Data and metadata extent allocators [1/2]: Recap: The data story

* Data and metadata extent allocators [1/2]: Recap: The data story
@ 2017-10-27 18:17 Hans van Kranenburg
  2017-10-27 20:10 ` Martin Steigerwald
                   ` (2 more replies)
  0 siblings, 3 replies; 6+ messages in thread
From: Hans van Kranenburg @ 2017-10-27 18:17 UTC (permalink / raw)
  To: linux-btrfs

Hi,

This is a followup to my previous threads named "About free space
fragmentation, metadata write amplification and (no)ssd" [0] and
"Experiences with metadata balance/convert" [1], exploring how good or
bad btrfs can handle filesystems that are larger than your average
desktop computer and/or which see a pattern of writing and deleting huge
amounts of files of wildly varying sizes all the time.

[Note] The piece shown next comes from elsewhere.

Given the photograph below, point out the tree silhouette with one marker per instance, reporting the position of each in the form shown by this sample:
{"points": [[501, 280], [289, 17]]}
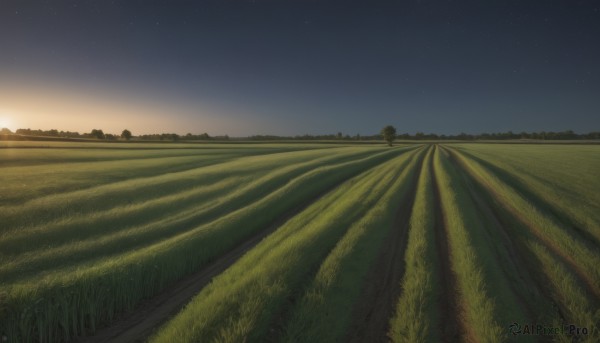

This message is a summary of the earlier posts. So, for whoever followed
the story, only boring old news here. In the next message as a reply on
this one, I'll add some thoughts about new adventures with metadata
during the last weeks.

My use case is using btrfs as filesystem for backup servers, which work
with collections of subvolumes/snapshots with related data, and add new
data and expire old snapshots daily.

Until now, the following questions were already answered:

Q: Why does the allocated but unused space for data keep growing all the
time?
A: Because btrfs keeps allocating new raw space for data use, while
there's more and more unused space inside already which isn't reused for
new data.

Q: How do I fight this and prevent getting into a situation where all
raw space is allocated, risking a filesystem crash?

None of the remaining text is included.